You won’t be as comfortable as you would be at home or as you would be in a traditional sleeping bag inside a tent in the wilderness. Then again, comfort is a relative term; you just have to make it through the night until the sun comes up when you can improve your shelter in warmer weather. For now, here’s what you need to know to build a shelter outdoors.
A good shelter provides something you can sleep inside of, over, and under. In other words, “I.O.U.” Additionally, you can look at a shelter and characterize them as open and heated, open and unheated, closed and heated, or closed and unheated. The worst-case scenario is being in the cold with an open and unheated shelter. That could be you sleeping in just your clothes under an overhanging rock. The best is closed with a fire. In a perfect world, that’s a cabin with a wood stove. As you consider where you will build your shelter, consider the W’s; wind, wiggles, water, widowmakers, and wood. The shelter is all about location location location. Take the time to pick the best location, and don’t settle for the first spot you find. You might locate something better.

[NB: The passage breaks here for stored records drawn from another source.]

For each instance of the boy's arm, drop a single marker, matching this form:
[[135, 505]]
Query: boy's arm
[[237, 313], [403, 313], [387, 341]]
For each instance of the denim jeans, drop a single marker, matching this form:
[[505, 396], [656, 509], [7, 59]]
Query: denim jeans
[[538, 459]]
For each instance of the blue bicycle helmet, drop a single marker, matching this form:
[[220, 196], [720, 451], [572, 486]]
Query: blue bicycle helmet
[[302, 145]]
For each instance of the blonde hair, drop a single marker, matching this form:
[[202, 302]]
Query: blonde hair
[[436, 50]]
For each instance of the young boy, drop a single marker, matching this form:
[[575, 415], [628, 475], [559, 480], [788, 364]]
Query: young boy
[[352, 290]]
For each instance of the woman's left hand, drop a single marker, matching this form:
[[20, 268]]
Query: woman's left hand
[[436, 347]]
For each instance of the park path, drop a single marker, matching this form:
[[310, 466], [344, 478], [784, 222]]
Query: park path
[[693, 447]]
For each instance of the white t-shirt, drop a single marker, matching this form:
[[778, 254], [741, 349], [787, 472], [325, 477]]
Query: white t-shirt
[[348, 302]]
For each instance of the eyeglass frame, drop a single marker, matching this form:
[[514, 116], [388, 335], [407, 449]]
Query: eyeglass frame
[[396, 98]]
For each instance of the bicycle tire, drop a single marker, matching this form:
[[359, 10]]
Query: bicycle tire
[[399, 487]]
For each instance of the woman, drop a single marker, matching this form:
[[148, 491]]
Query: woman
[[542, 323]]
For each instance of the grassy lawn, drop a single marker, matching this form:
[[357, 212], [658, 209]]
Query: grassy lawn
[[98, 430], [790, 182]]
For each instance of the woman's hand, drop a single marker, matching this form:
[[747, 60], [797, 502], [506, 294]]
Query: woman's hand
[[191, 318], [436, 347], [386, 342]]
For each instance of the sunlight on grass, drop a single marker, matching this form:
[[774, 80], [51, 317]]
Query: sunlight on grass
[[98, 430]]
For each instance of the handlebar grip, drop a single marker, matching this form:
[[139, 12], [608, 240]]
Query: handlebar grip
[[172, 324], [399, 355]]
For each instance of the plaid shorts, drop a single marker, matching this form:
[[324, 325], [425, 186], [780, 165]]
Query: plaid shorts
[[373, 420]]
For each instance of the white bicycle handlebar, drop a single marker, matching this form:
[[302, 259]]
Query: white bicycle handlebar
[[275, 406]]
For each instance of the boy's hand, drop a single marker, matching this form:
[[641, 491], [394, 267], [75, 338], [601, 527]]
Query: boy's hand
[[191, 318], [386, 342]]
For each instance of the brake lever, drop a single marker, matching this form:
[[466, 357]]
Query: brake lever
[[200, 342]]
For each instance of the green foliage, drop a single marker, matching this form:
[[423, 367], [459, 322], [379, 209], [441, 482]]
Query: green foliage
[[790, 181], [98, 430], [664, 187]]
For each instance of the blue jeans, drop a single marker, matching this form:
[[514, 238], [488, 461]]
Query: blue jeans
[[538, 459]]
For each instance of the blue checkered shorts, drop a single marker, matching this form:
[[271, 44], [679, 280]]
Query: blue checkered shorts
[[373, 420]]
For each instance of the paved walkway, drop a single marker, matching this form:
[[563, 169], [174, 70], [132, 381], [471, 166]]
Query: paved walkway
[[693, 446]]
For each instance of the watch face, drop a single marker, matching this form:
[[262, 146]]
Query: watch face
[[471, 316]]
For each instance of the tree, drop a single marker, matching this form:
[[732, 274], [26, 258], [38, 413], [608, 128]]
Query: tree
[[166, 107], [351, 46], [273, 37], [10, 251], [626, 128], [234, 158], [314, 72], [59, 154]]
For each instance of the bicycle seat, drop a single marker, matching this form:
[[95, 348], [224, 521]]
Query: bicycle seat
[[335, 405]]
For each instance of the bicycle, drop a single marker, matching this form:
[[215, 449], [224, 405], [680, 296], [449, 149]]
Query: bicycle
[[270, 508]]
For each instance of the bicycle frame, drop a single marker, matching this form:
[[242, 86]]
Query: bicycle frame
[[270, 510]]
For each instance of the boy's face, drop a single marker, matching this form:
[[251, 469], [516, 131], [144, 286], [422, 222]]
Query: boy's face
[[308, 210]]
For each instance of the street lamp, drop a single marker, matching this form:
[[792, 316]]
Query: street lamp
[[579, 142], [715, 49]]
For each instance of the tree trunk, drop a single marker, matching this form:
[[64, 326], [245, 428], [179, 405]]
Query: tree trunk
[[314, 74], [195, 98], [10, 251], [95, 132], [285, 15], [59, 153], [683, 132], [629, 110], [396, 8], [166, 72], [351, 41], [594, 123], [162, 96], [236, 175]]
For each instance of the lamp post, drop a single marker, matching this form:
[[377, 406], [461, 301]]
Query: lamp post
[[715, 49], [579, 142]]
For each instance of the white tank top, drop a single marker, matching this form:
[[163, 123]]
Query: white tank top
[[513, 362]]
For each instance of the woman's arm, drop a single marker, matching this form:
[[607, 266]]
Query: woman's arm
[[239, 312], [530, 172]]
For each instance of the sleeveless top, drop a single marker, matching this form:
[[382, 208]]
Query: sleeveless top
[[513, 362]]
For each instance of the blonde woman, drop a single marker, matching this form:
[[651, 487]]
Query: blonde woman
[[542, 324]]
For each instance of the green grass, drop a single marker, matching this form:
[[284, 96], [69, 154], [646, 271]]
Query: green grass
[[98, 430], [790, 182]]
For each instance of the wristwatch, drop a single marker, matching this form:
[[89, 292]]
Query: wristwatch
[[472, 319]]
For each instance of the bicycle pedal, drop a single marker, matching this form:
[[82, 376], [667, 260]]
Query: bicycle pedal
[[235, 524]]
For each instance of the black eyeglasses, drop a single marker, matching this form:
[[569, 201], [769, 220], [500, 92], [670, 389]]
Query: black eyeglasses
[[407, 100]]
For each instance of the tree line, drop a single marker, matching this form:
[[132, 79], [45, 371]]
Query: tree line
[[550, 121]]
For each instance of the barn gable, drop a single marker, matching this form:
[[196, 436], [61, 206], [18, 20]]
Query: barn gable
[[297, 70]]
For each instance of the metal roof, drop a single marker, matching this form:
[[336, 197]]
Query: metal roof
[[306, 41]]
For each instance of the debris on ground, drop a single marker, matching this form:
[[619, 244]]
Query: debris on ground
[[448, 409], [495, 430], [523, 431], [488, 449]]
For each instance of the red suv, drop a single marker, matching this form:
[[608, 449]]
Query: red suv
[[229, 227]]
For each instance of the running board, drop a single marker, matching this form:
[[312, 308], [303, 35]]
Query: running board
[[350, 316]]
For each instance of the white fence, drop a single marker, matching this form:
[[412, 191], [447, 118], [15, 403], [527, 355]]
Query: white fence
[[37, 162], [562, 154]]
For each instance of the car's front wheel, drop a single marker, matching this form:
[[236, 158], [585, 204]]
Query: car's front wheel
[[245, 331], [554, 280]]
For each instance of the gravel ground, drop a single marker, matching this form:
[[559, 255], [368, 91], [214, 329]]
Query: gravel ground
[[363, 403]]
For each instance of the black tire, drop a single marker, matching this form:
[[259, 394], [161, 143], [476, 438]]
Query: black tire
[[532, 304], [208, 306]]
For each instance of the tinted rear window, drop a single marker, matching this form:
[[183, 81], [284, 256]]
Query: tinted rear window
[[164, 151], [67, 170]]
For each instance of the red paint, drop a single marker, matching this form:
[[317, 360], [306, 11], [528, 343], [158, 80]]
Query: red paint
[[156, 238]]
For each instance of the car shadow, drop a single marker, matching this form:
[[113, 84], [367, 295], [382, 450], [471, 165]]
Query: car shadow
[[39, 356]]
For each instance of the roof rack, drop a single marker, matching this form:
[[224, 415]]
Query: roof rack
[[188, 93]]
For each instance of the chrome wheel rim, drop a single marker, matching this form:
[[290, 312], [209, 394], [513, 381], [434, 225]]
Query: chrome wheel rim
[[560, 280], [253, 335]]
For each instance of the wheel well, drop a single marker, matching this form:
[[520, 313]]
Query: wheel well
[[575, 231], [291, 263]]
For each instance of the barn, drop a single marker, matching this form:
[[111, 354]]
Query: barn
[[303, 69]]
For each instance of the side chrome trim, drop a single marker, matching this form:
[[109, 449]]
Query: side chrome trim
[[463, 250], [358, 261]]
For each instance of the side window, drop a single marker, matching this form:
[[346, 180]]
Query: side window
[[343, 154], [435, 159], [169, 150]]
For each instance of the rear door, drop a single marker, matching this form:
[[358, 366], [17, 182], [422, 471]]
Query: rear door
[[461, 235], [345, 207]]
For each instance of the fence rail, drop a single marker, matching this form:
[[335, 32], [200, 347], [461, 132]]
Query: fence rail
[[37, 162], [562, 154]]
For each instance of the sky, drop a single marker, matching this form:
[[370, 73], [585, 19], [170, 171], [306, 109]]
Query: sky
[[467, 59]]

One of the easiest shelters to construct is a compact A-Frame. If you are without matches and need a shelter in the worst way, learn to make a shelter for the worst condition, and you can always improve upon it with a fire if you are willing to prepare by carrying a lighter or Ferro rod. The A-Frame is built with two diagonal poles that create an opening and a center ridgepole that runs the length of the shelter.
Think of making the diagonals out of “Y” branches that are as long as your arm outstretched to the center of your chest. If this seems short, remember, you aren’t building for luxury, you are building for survival. The ridgepole is approximately 9’ long or 1.5-2 paces for the average person. Criss-cross the “Y” poles and place the ridgepole in the center. This is the framework you’ll build upon. There is no need to overbuild your shelter, so use branches for the diagonal pieces that are no thicker than your wrist and no thicker than your forearm for the ridgepole.
The next step is staging your bedding. This is possibly the most important step considering your body will lose heat from conduction cooling in contact with the cold earth. You will really need to stuff the inside of your shelter with plenty of light and fluffy material and know it will compress under your body’s weight. Don’t skimp on this step, or you’ll be extremely cold during the night. No exaggeration, you want enough bedding to create a compressed bed that keeps you about 6” off the ground. It is easier to set your bedding at this stage rather than later when you would have to crawl deep inside your shelter and be in the confined space.
Once your bedding is in place, start laying the ribs of your shelter on the same angle as the opening along each side of the shelter, the length of the ridgepole. These ribs can be finger thickness, and you can cheat the process by using strips of bark or evergreen boughs in the process. The purpose of the ribs is to keep debris on top of them without falling into your shelter. Keep these ribs short and not much higher than a couple of inches over the top of the ridge pole. Later, after you apply debris on top of the ribs, if a rib is exposed, it becomes a way for water to drip down into your shelter if there is precipitation. The ribs you add don’t have to be stripped bare of leaves. In fact, small branches and existing leaves will help other debris stay in place.
Once your ribs are in place, start adding your debris (leaves, pine needles, substrate) from the bottom of your shelter up. Work from the bottom the way you would lay shingles on a roof. This will keep the water out of your shelter. The more debris you add, the more insulative the sides will be. When you get to the top of your shelter, ensure you cannot see the ribs looking down from the top of your shelter. Keep applying debris until you cannot see light from the inside of your shelter looking out. As you use your shelter each day, improve upon it, and eventually, the debris you add will matt down and become incredibly windproof and water resistant.
The A-frame shelter will be tight, and there will be a slim margin of comfort. One way to make the shelter even better is by adding a door. You don’t want to seal off your shelter entirely as that could make you feel claustrophobic, but adding a door will block some of the wind and cool air that can be uncomfortable. If you have evergreen boughs, all you need to do is hold them by the main branches and pinch them together. It will form what looks like a triangle that resembles the shape of the opening of your shelter. Lash these together or twist and place them in a manner that holds them in place. This door will significantly improve your shelter blocking the cold and providing peace of mind fooling your brain into believing you have closed off shelter from the hostile world.